Anlayacağınız, özellikle İstanbul’da tuhaf bir müzik piyasası var. Kısa ömürlü dönemler gelir ve gider, gruplar kurulur ve dağılır, bir arada kalıp müzik yaparak para kazanmak isteyenler piyasaya göre müzik yapar, istediği müziği yapan para kazanamaz… “Belirli bir müzik temeli yok Türkiye’de. Neyin ne olduğu çok bilinmiyor. Müzik sürekli bir devinim içinde ve buraya ne gelirse onu sevebiliyor insanlar. Hiçbir müzik tam olarak sindirilmiyor burada. Türkiye’de Serdar Ortaç gibi isimlerin sound’u bile değişebiliyor. Bir bakmışsınız müziğin altyapısı Aphex Twin gibi, Autechre gibi olmuş. Bu sesleri nereden edindiklerini bile bilmiyorlar çoğu zaman”. Biz İstanbul sakinlerinin müzik akımlarını tüketici bir yanımız var; Tolga ve Orkun’un da dediği gibi beğeniyoruz, bir süre takılıyoruz, sıkılıyoruz, bir kenara atıyoruz.

Müzik piyasası zorlu, kendi istediğin müziği yapmaya çalışmak, yılmamak… Benim asıl merak ettiğim Rashit’in Rashit olmakla karınlarının doyup doymadığı: “Az çok doyuyor artık. İyi bağlantılar kurup, konserler organize ederseniz para kazanabilirsiniz”. Peki gelişmekte olan(!) Türkiye müzik piyasasının yeni gereklerine adapte olmaya başladılar mı acep? Örneğin bir edisyon şirketiyle anlaşmış ya da menajer tutmuşlar mı kendilerine: “Edisyon şirketiyle çalışanlar kervanına katılsak mı katılmasak mı emin olamıyoruz.
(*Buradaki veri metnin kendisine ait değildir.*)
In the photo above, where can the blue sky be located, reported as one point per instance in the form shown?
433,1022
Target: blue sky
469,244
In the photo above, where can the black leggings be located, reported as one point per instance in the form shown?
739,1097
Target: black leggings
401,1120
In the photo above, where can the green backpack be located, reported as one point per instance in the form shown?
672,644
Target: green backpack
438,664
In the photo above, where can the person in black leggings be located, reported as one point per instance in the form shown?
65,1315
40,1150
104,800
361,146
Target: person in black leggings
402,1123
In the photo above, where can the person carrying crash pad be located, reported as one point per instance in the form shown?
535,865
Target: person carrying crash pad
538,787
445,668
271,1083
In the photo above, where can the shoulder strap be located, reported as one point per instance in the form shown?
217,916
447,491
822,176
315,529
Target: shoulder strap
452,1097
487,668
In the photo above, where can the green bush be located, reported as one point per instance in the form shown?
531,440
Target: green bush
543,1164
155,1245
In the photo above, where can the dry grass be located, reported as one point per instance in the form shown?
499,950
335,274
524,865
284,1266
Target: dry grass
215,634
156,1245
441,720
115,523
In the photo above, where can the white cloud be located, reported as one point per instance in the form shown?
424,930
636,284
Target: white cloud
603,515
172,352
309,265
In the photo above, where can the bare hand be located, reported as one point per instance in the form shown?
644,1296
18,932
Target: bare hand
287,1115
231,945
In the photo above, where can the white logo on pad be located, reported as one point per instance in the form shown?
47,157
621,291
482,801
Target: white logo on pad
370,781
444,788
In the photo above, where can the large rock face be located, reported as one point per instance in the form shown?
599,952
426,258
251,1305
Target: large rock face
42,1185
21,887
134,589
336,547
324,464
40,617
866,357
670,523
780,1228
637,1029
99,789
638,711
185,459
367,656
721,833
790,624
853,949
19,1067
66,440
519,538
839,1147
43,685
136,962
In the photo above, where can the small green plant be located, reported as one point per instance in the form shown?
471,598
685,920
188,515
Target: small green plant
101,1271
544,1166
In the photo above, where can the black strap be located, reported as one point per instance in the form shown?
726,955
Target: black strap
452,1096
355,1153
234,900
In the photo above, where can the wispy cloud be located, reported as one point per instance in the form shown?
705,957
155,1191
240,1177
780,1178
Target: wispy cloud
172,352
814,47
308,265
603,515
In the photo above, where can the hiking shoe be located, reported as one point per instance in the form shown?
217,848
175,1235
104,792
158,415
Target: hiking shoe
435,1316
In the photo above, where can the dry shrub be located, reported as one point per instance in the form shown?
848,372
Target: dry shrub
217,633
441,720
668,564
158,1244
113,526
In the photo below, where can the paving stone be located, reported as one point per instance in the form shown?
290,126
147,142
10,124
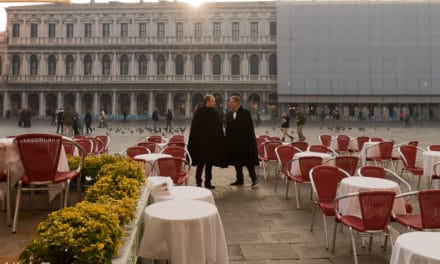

Çok oturmuş görünmüyor henüz bu durum bize göre. Biz şu ana kadar bir menajer bile istemedik. Menajerlerin grupları sömürdüklerine ve tüm işlerimizi kendimizin daha iyi yapabileceğini düşünüyoruz. Bu sebeple edisyon şirketi için de oturup düşünmemiz lazım. İşlerin senin kontrolünden çıkması kadar kötü bir şey olamaz, bu durum bizi çok korkutuyor”. Kendi ayakları üzerinde durmayı ilke edinmiş bir grup için yerinde bir karar bu. “Zaten Türkiye’de müzisyenlerin hakları gibi kurallar işleseydi herşey daha farklı olurdu. Biz hesapladık, televizyonlarda ve radyolarda çalınan parçalarımızdan telif alsaydık kişi başı en az bir buçuk milyar almamız gerekiyordu ama geçenlerde bize 900 bin TL gibi absürt bir telif verildi”.

Sanırım bu yüzden göt göbek sallamak istemeyen müzisyenlerin tatmin olması için yapabilecekleri en iyi şey yurt dışına açılmak. “Yurt dışında daha önce yaptığımız yazışmalar, anlaşmalar vardı. Aynı şirketlerle olan anlaşmalarımız halen sürüyor. Biz de yeni kayıtlarımız oldukça onlara gönderiyoruz. Alternative Tentacles ile bir anlaşmamız da olabilir. Kısacası artık yurt dışına gitmemiz lazım. Bunun gerçekleşeceğine de inanıyoruz. Mesela Manchester’da Holidays in the Sun isimli önemli bir festival gerçekleşiyor, önümüzdeki sene orada çalacağız. Bu festival bizim için çok önemli bir sapak”. Rashit’in yeni albümü Kasım ayında piyasada olacak. Bu röportajın son sorusu ise en sevdikleri robotun hangisi olduğu? Orkun: “Robots and Spaceships isimli çok favori bir kitabım var. Ama en sevdiğim robot Star Wars’dan C-3PO”.